No pedido, parlamentares usam a soltura de André do Rap para justificar a necessidade de reinstalação da comissão. “É certo que se a PEC já tivesse sido votada e aprovada pelo parlamento brasileiro, situações como essa que envolve André Oliveira Macedo não ocorreriam”, diz trecho do requerimento.
A comissão já concluiu o relatório e, agora, está pendente a leitura do documento. Depois disso, o projeto precisa ser pautado e votado pelo plenário.
Comparsa de André do Rap pede liberdade
Na segunda-feira, a defesa do também traficante Gilcimar de Abreu, o Poocker, usou o caso de André como exemplo para pedir liberdade. Comparsas, Poocker e do Rap foram condenados na mesma ação. Pooker foi sentenciado a oito anos e dois meses em regime inicial fechado. O pedido de liberdade ainda não foi analisado.
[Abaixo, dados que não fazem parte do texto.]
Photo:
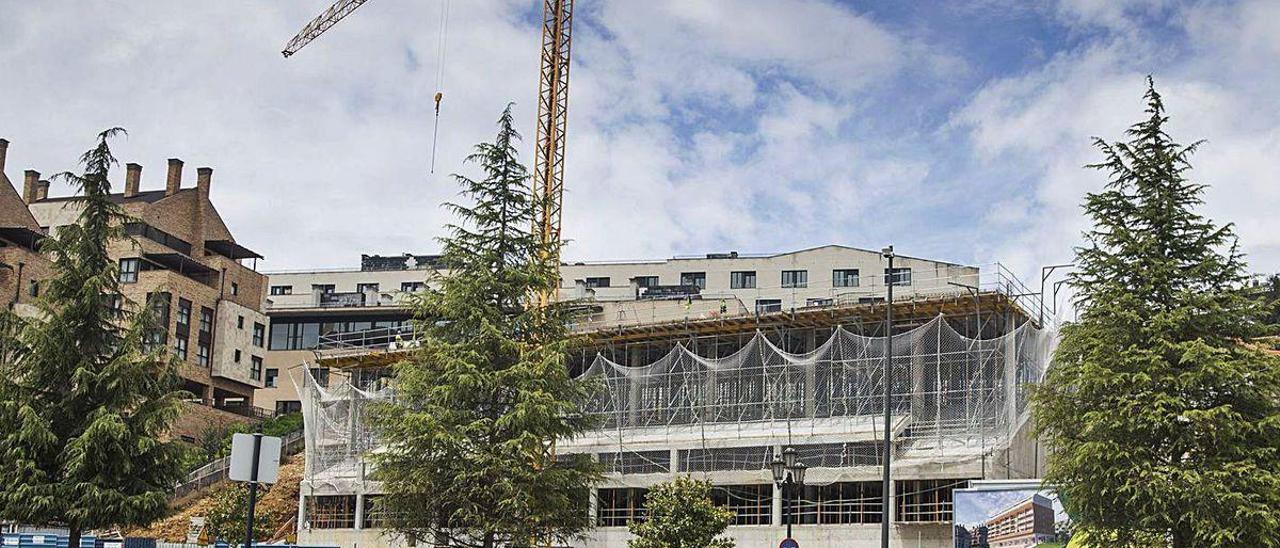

Prisão de André do Rap ocorreu em mansão em Angra dos Reis
André do Rap foi preso pela Polícia Civil em setembro do ano passado em uma mansão em Angra dos Reis, no litoral do Rio de Janeiro. Ele era procurado desde 2014, sob acusação do Ministério Público Federal (MPF) de ser responsável por escoar cocaína para diversos países, via Porto de Santos (SP). Entre suas atribuições estaria a articulação de negócios entre o PCC e criminosos estrangeiros - incluindo a "Ndrangheta, grupo mafioso da Calábria, no sul da Itália, que recepcionava a droga para redistribuir na Europa".
Além da casa de luxo na qual foi preso, o traficante tinha um patrimônio estimado pelos investigadores em R$ 17 milhões. Segundo a Polícia Civil, ele levava uma vida confortável: promovia festas, vivia em mansões e viajava de helicóptero para participar de reuniões de negócios.